Iowan who was Clarabell the Clown dies

The western Iowa man who became known as the last Clarabell the Clown on the “Howdy Doody Show” has died. Lew Anderson — who was born in Kirkman — died Sunday in New York from complications related to prostate cancer. He was 84 years old. Anderson was the only Clarabell the Clown to speak on the show, when he said goodbye on the last show in September of 1960. Aside from his six years as Clarabell the Clown, Anderson was also a musician and a bandleader.

Family will search again for missing Western Iowa woman

A western Iowa family plans another weekend of searching for a missing woman. Thirty-five-year-old Tracy Tribble was last seen two weeks ago, on May 3. Her husband says when he came home that afternoon Tracy’s car was still in the driveway and she was nowhere to be found. Her dog wasn’t taken, and there’s been no activity in her bank account.

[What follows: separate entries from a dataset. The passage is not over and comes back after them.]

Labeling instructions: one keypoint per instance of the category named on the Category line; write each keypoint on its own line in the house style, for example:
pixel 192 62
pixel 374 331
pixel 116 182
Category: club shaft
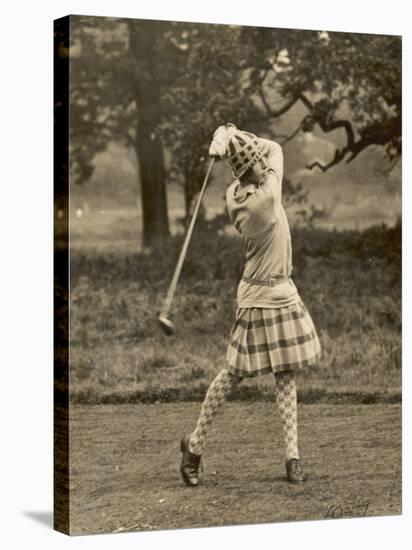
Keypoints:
pixel 179 265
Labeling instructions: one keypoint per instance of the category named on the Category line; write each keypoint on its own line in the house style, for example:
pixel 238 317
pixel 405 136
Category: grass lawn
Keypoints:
pixel 125 466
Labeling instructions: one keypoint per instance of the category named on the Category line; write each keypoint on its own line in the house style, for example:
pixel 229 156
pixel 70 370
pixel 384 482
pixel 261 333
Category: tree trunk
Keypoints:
pixel 147 146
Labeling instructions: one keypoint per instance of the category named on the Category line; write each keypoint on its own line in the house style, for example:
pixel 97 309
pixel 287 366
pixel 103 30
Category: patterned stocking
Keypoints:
pixel 286 400
pixel 216 395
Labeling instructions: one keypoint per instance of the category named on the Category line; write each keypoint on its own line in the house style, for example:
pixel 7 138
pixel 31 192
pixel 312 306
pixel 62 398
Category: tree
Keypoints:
pixel 346 81
pixel 156 85
pixel 115 95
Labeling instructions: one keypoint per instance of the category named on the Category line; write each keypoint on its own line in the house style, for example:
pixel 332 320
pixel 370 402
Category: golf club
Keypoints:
pixel 166 324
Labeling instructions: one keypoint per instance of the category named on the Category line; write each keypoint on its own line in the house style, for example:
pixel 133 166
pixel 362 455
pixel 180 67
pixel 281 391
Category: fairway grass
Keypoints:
pixel 124 471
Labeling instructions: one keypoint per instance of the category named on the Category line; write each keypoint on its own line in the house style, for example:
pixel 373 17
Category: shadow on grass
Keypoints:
pixel 197 394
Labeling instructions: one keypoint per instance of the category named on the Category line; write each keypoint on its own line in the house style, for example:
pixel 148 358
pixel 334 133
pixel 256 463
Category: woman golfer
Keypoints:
pixel 273 332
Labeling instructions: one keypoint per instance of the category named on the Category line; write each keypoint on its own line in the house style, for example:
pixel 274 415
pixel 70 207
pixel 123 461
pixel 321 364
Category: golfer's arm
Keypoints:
pixel 274 157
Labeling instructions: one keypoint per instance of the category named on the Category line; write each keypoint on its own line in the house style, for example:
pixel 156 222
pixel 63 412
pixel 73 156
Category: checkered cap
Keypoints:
pixel 244 150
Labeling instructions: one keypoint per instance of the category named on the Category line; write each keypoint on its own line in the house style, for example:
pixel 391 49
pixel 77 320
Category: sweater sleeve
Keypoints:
pixel 274 157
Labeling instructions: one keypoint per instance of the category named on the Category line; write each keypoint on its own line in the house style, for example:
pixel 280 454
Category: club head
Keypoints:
pixel 166 325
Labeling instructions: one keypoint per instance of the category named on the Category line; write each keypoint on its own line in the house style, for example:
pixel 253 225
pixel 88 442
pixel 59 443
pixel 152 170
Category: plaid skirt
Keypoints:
pixel 264 340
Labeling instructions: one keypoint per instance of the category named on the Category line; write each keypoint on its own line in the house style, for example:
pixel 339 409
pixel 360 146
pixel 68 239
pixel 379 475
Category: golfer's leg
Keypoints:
pixel 216 395
pixel 286 399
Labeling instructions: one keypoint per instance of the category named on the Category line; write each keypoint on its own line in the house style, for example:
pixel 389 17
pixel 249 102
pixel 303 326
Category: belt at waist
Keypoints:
pixel 273 281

Authorities have searched the couple’s home several times and last week the Pottawatamie County Attorney’s office filed misdemeanor domestic assault charges against Stan Tribble, in connection with an April call to police in which the woman reported they’d quarreled and he’d assaulted her.

Now the woman’s family is asking volunteers to come and search again, as they did last weekend without success. Her family’s also offering a 75-thousand dollar reward for information that helps find her.

Forester warns against "topping trees"

The chief of the state forestry bureau is warning Iowans to resist the springtime urge to go after your trees with a heavy hand. John Walkowiak says one of the most common mistakes you can make is what’s called “topping” a tree — a radical cutting back of its branches. Walkowiak says tree topping is often done when branches hang over a house and pose a danger. Or he says people mistakenly believe that cutting back the tree will spur it to grow back even stronger.

Walkowiak says topping will do more harm that good to your tree. Walkowiak says the tree has “advantageous buds” under its bark that will sprout back as it attempts to survive and the tree comes under “tremendous stress.” Walkowiak says the topping violates pruning rules as it leaves the tree unable to close off the wounds and the tree is then exposed to water and soil that can lead to internal decay.

Walkowiak says you can help trees by having a professional prune them back. He says you should contact a certified arborists who can provide information on how to use good standard techniques to prune the tree and keep it living. Walkowiak says good arborists are easy to find.

He says you can find someone in the phone book, but avoid anyone with an ad that mentions topping. Walkowiak says you can also surf to www.iowadnr.com/forestry/ to find a list of arborists. Walkowiak says you should do some checking and get several bids on the work before going ahead and having your tree pruned.